The function dominators defined below computes the direct and indirect descendants that each node dominates.

import Relation;
import analysis::graphs::Graph;

rel[&T, set[&T]] dominators(rel[&T,&T] pred, &T root) {
set[&T] vertices = carrier(pred);

return { <v, (vertices - {v, root}) - reachX(pred, {root}, {v})> | &T v <- vertices};
}

Notice how dominators is a generic function, which will work on any type of binary reflexive relation.

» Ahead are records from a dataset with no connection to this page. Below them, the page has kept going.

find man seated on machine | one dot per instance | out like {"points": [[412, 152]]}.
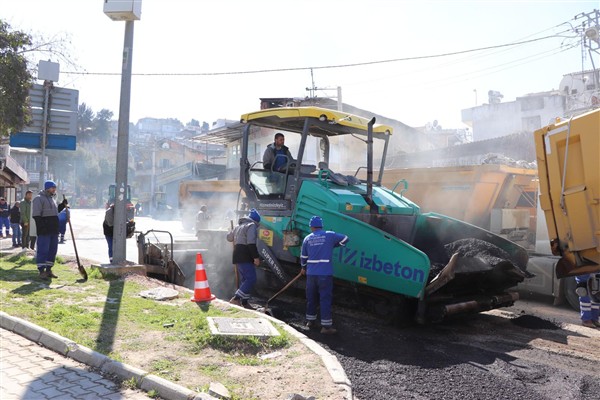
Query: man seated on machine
{"points": [[277, 156]]}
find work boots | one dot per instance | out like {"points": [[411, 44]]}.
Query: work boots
{"points": [[590, 324], [328, 330]]}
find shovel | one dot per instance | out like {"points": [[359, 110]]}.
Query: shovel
{"points": [[79, 266], [267, 310]]}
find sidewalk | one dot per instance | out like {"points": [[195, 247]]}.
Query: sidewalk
{"points": [[34, 366], [30, 371]]}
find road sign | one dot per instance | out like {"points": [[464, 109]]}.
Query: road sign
{"points": [[33, 140], [62, 112]]}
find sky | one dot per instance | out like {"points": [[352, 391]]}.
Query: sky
{"points": [[195, 50]]}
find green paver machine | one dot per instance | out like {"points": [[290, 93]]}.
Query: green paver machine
{"points": [[399, 261]]}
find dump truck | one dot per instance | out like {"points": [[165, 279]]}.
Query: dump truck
{"points": [[499, 198], [569, 194], [496, 197], [399, 261]]}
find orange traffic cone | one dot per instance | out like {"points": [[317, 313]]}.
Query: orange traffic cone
{"points": [[201, 288]]}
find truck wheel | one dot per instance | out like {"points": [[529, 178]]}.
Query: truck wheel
{"points": [[569, 289]]}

This is example 1 from T. Lengauer and R.E. Tarjan, A Fast Algorithm for Finding Dominators in a Flowgraph, TOPLAS, Vol. 1, N0. 1, July 1979, 121-141:

+------------------- R ----------+
| +----- / / |
| | / |
| | v v
| | +--B +----- C -----+
| | | | | |
| v | | | |
| A <--+ | | |
| | | | |
| v v v v
| D +--E F +----- G
| | | ^ | | |
| v | | | | |
| L | | | | |
| | v | | v v
| +-> H -+ +----> I <--- J
| +--------+ ^ |
| | / |
| v / |
+---------------------> K / <----+
rel[str,set[str]] example1() {
str ROOT = "R";

rel[str,str] PRED ={
<"R", "A">,<"R", "B">, <"R", "C">,
<"A", "D">,
<"B", "A">, <"B", "D">, <"B", "E">,
<"C", "F">, <"C", "G">,
<"D", "L">,
<"E", "H">,
<"F", "I">,
<"G", "I">, <"G", "J">,
<"H", "K">, <"H", "E">,
<"I", "K">,
<"K", "I">, <"K", "R">,
<"L", "H">
};

return dominators(PRED, ROOT);
}

test bool t1() =
example1() ==
{
<"R", {"A", "B", "C", "D", "E", "F", "G", "L", "H", "I", "J", "K"}>,
<"A", {}>,
<"B", {}>,
<"C", {"F", "G", "J"}>,
<"D", {"L"}>,
<"E", {}>,
<"F", {}>,
<"G", {"J"}>,
<"L", {}>,
<"H", {}>,
<"I", {}>,
<"J", {}>,
<"K", {}>
};

This is example 2, taken from Aho, Sethi Ullman, p603:

rel[int,set[int]] example2() {
int ROOT = 1;

rel[int,int] PRED = {
<1,2>, <1,3>,
<2,3>,
<3,4>,
<4,3>,<4,5>, <4,6>,
<5,7>,
<6,7>,
<7,4>,<7,8>,
<8,9>,<8,10>,<8,3>,
<9,1>,
<10,7>
};

return dominators(PRED, ROOT);
}

test bool t2() =
example2() ==
{
<1, {2, 3, 4, 5, 6, 7, 8, 9, 10}>,
<2, {}>,
<3, {4, 5, 6, 7, 8, 9, 10}>,
<4, {5, 6, 7, 8, 9, 10}>,
<5, {}>,
<6, {}>,
<7, {8, 9, 10}>,
<8, {9, 10}>,
<9, {}>,
<10, {}>
};

There are other ways of computing dominator trees in Rascal, possibly with other ways of encoding the output or the input, and possibly using faster operators. In Rascal it is always a good plan to use the relational calculus primitives to reason about graphs and networks, because under-the-hood advanced data-structures try to optimize queries and construction of the relations.